Einen unpopulären Aspekt möchte ich noch ergänzen. Eine wirklich umfassende und exakte Erfassung der Arbeitszeit würde vermutlich große Ungleichheiten innerhalb der Kollegien ergeben, die sich aus der Fächerkombination und dem über den Unterricht hinausgehenden Engagement ergeben. Dazu kommen noch Lebensabschnittsbedingte Disparitäten und mögliche Karriereambitionen. Das birgt enormes Konfliktpotenzial, allerdings gibt es wohl in jedem Beruf „High- und Low-Performer”.
Letztlich lässt sich bei den meisten Berufen, abgesehen vielleicht von der Fließbandarbeit, eine rein am Output orientierte Erfassung von Arbeitszeit und Leistung nicht sinnvoll realisieren.
Dennoch, wer diesen Aspekt sinnvoll zu Ende diskutieren will, muss letztendlich auch über den Beamtenstatus diskutieren, aber das wäre dann vielleicht mal ein schönes Thema für eine andere Blogparade.
Du hast keine Angst vor heißen Eisen, oder? 😀
Da der Beamtenstatus aber gerade wieder als Lockangebot der Bundesländer zur Lehrkräfte-Gewinnung genutzt wird, ist diese Diskussion wohl für eine Weile vom Tisch.
Ich glaube, dass wir „heiße Eisen” erst gar nicht mehr diskutieren, geschweige denn anfassen, ist zentraler Teil des Problems…
Ich bin mir gar nicht sicher, ob der Beamtenstatus im 21. Jahrhundert noch als Lockmittel taugt, schon gar nicht für die Menschen, die wir an Schule brauchen.
Lockt diseser Status im Moment nicht vielleicht sogar eher die Falschen an? Just asking… For a friend 😉
Da sind wieder ein paar schöne Aritkel rausgekommen 😁 Ich hatte schon bei Timo geschrieben, wir sind alle so ein bisschen hin- und hergerissen. Die Realisierbarkeit finde ich schon sehr spannend… und auch bestimmt sehr fehleranfällig, wenn man sie mal auf den Weg bringt.
Nur so als Interesse: Mit welchem Tool erfasst du denn aktuell deine Arbeitszeiten?
Ja, das ist kein so ganz einfaches Pro- oder Contra-Thema. Finde ich prima für eine Blogparade und habe schon ganz neue Aspekte zum Nachdenken gefunden.

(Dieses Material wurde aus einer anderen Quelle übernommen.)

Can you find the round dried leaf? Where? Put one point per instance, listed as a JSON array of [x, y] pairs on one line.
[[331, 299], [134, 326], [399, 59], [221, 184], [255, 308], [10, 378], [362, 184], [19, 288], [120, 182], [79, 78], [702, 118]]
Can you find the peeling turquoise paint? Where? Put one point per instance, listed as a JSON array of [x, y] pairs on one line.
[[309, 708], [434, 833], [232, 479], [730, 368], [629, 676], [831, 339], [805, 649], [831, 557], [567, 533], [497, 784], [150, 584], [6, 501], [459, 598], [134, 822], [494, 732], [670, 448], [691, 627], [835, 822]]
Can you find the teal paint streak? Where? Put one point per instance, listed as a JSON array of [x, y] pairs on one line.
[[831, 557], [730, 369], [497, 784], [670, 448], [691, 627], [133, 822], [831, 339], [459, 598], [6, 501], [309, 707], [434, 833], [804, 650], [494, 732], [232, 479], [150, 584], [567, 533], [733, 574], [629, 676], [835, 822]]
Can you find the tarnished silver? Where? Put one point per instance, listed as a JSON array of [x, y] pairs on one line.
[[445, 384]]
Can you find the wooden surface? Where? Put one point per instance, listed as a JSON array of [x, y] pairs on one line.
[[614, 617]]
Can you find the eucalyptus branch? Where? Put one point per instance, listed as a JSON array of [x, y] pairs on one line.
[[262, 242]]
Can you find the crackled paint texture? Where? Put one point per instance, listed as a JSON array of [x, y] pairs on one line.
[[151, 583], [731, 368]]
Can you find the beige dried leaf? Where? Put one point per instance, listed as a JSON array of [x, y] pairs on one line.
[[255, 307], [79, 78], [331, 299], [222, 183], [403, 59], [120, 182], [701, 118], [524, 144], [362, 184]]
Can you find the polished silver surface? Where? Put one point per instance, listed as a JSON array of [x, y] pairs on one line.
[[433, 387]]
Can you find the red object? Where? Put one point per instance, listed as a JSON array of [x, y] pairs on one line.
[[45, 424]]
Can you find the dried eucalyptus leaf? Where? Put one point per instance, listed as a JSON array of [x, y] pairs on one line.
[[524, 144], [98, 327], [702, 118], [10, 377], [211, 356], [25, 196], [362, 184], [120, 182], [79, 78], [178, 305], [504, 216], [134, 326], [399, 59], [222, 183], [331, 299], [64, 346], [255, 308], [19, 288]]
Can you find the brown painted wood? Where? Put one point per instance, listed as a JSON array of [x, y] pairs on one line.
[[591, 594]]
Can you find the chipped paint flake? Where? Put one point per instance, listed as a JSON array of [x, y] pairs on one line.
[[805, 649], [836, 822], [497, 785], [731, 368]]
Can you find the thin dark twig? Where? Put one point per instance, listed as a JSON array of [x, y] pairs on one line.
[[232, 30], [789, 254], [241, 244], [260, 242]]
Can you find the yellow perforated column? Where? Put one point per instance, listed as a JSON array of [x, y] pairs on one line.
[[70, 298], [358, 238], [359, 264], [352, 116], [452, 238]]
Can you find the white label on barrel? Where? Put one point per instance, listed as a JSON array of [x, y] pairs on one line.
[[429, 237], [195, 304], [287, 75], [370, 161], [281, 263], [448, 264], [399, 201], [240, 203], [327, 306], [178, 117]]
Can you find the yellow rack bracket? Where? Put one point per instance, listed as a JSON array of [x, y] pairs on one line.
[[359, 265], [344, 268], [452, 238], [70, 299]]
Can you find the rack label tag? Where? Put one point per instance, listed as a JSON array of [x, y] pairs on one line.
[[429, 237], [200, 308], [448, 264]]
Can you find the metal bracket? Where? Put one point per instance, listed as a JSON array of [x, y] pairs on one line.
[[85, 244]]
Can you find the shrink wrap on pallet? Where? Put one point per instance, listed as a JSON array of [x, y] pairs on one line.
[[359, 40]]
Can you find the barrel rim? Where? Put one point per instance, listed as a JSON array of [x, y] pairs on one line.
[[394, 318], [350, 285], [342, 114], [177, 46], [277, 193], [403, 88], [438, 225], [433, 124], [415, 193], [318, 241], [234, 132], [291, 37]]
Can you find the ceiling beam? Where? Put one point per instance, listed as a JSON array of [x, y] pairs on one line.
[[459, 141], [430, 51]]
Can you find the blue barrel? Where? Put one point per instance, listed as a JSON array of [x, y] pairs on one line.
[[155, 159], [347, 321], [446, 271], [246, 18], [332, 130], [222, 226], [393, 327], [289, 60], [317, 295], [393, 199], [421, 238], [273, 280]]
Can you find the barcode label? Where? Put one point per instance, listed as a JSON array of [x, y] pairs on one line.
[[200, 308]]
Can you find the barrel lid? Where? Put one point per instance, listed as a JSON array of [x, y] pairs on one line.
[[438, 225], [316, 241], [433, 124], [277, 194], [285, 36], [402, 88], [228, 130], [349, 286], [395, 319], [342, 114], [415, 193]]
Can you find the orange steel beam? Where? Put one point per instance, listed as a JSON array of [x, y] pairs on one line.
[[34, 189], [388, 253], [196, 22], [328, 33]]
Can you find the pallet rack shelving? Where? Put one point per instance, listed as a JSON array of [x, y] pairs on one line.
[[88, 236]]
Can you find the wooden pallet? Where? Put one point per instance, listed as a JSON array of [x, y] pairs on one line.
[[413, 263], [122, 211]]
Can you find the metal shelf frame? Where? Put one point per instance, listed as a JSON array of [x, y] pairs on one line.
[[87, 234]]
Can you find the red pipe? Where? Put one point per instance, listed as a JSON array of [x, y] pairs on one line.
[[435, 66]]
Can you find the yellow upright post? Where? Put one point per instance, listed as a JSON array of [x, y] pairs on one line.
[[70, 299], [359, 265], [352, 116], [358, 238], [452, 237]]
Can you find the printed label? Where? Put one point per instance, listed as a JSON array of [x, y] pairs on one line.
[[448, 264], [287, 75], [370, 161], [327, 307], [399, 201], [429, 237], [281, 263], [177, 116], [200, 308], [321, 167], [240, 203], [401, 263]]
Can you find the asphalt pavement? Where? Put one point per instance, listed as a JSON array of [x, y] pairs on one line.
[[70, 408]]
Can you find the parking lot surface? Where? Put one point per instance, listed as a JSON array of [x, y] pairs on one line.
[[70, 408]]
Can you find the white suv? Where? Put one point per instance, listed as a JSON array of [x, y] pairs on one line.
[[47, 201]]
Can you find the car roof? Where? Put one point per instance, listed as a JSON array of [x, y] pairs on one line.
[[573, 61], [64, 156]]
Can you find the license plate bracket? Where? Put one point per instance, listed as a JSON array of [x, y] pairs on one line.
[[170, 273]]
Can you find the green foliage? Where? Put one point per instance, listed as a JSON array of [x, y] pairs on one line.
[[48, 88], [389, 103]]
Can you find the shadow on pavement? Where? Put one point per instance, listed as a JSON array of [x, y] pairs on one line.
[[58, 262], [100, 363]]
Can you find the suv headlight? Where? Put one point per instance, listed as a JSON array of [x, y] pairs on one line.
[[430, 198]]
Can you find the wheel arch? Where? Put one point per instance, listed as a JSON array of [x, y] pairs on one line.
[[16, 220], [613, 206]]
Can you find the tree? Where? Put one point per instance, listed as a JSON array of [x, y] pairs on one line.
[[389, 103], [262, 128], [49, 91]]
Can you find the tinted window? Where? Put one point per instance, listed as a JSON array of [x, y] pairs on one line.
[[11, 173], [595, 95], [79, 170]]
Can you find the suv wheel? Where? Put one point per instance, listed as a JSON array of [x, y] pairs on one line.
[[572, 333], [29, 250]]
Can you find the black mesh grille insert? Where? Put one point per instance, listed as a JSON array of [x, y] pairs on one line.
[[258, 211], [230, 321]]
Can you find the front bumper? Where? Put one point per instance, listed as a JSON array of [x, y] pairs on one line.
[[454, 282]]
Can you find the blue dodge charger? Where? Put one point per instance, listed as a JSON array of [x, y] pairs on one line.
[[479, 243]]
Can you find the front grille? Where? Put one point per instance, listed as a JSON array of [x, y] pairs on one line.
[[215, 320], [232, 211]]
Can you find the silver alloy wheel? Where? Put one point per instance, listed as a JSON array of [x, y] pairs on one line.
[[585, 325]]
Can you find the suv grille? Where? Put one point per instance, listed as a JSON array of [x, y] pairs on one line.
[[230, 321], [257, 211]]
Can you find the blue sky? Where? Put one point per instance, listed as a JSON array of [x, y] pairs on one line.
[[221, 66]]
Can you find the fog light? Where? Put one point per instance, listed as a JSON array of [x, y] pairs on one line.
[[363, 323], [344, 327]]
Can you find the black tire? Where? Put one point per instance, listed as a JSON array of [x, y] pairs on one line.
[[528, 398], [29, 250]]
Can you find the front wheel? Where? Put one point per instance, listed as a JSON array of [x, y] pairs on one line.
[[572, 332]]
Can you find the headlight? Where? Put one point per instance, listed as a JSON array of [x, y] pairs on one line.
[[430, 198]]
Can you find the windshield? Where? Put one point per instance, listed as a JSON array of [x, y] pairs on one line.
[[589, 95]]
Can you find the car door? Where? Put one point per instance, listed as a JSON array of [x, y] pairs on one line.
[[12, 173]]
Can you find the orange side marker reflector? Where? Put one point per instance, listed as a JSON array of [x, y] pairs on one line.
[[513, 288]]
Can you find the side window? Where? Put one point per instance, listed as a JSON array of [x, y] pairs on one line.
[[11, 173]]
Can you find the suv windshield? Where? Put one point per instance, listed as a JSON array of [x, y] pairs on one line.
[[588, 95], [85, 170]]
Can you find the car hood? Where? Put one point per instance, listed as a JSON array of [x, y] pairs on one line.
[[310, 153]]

Ich nutze die App Working Hours, die auf allen Plattformen (Android in der Tasche, Windows im Büro und iOS auf dem Dienstgerät) stabil läuft. Ist nicht kostenlos, kostet aber auch nicht die Welt und ist für mich seinen Preis wert.
Prima. Check ich gleich mal aus. Danke schön!